Tony Cawkell (CITECH, UK)

Journal of Documentation

ISSN: 0022-0418

Article publication date: 1 December 2002

245

Keywords

Citation

Cawkell, T. (2002), "The Labyrinths of Information: Challenging the Wisdom of Systems", Journal of Documentation, Vol. 58 No. 6, pp. 699-700. https://doi.org/10.1108/jd.2002.58.6.699.2

Publisher

:

Emerald Group Publishing Limited

Copyright © 2002, MCB UP Limited


Why shouldn’t the kind of books reviewed in this publication look attractive? In contrast it to the many books which I receive, this book has a dust cover with a beautifully reproduced version in colour of The Musicians by Caravaggio. I cannot work out how this painting relates to the content of the book – but who cares? I knew the book would be interesting.

Claudio Ciborra is professor of information systems at the London School of Economics. He started life as an electronics engineer . He says in this book:

… it is written by a person who has neither an expert level education nor experience of participation in programming and systems development, and who has never been a manager.

In it he unveils:

… the dark side of information systems, or to put a different focus on the obvious, the workaday, and the very well known to any practitioner in the field. Activities such as hacking, improvising, tinkering, applying patches, and cutting corners seem to punctuate ubiquitously the everyday life of systems.

A fellow professor at the LSE thinks that the book “is a tour de force that propels information systems into the heart of the Social Sciences”.

In the introduction, Ciborra suggests that the “information systems field, with its rational views of knowledge, decision making, strategy, and orderly development, is based on a narrow model of rational, ideal actors”. He then proceeds to show that it is not.
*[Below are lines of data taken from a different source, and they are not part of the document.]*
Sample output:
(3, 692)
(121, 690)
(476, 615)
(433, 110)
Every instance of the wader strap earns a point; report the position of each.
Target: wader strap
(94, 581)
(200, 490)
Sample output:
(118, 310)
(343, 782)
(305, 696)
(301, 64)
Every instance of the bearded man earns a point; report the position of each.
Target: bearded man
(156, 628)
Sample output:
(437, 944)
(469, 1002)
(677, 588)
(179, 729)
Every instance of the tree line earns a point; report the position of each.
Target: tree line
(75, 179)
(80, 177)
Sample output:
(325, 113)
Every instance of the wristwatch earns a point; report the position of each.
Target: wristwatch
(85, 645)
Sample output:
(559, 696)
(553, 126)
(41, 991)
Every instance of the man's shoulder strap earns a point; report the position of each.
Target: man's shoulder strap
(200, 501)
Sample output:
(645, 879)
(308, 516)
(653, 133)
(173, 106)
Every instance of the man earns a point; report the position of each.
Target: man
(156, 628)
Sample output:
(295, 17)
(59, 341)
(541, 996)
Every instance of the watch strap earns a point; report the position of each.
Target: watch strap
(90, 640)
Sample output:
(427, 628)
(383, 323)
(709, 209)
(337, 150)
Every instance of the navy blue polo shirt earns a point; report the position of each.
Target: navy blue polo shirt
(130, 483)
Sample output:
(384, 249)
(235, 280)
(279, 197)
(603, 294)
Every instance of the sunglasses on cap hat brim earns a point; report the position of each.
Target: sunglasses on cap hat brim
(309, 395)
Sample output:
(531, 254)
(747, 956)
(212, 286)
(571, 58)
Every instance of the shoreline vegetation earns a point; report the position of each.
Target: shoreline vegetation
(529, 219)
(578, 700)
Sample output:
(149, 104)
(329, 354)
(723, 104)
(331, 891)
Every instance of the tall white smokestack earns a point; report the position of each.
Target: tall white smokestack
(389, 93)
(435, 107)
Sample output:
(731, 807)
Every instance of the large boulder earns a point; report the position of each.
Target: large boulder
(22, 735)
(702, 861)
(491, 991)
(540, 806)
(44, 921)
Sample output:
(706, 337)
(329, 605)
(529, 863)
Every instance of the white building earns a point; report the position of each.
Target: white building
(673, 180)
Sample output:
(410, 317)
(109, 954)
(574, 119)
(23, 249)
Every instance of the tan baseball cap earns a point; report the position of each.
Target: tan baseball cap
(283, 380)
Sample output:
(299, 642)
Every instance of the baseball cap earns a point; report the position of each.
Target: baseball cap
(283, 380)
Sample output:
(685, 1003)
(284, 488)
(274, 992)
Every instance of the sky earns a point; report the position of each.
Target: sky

The German philosopher Georg Hegel said:

In philosophy we are concerned not with what belongs exclusively to the past or future but with that which is now and eternally – in short, with reason.

Ciborra’s book is concerned with two branches of philosophy – metaphysics, or the theory of reality, and epistemology, the theory of knowledge. However it covers rather more practical matters than these. “Understanding” claims Ciborra “is grounded on the human attitude of being open to possibilities and continuous caring about events, resources, behaviours and problems …”, such an attitude is the engine behind these informal practices, referred to as bricolage. Bricolage is a French word meaning pottering or improvising and is used to describe the content of a chapter. Oher words used for chapter headings include Gestell, meaning “enframing”, Xenia, “a friend of the stranger”, and “Kairos” which might be translated as “opportune” I am pleased to say that my Greek education was neglected so I had to look up words in Greek.

In the Kairos chapter under the heading “improvising as a mood”, the author cites a classic case of vital improvisation during a disaster when the captain of a fire‐fighting team rescued himself when most of the rest of the team died in a sudden forest fire. He burned the high grass in front of him. “When the wall of the main fire, blown by the wind, arrived, it passed over him because he had created a clearing in which the fire could not find grass for fuel”.

This entertaining book is described by the author as “an attempt at redefining the agenda of information systems design, development, and management”. Professor Nonaka, an authority I cited in an earlier ARIST review of this book says, simply, “An excellent book”.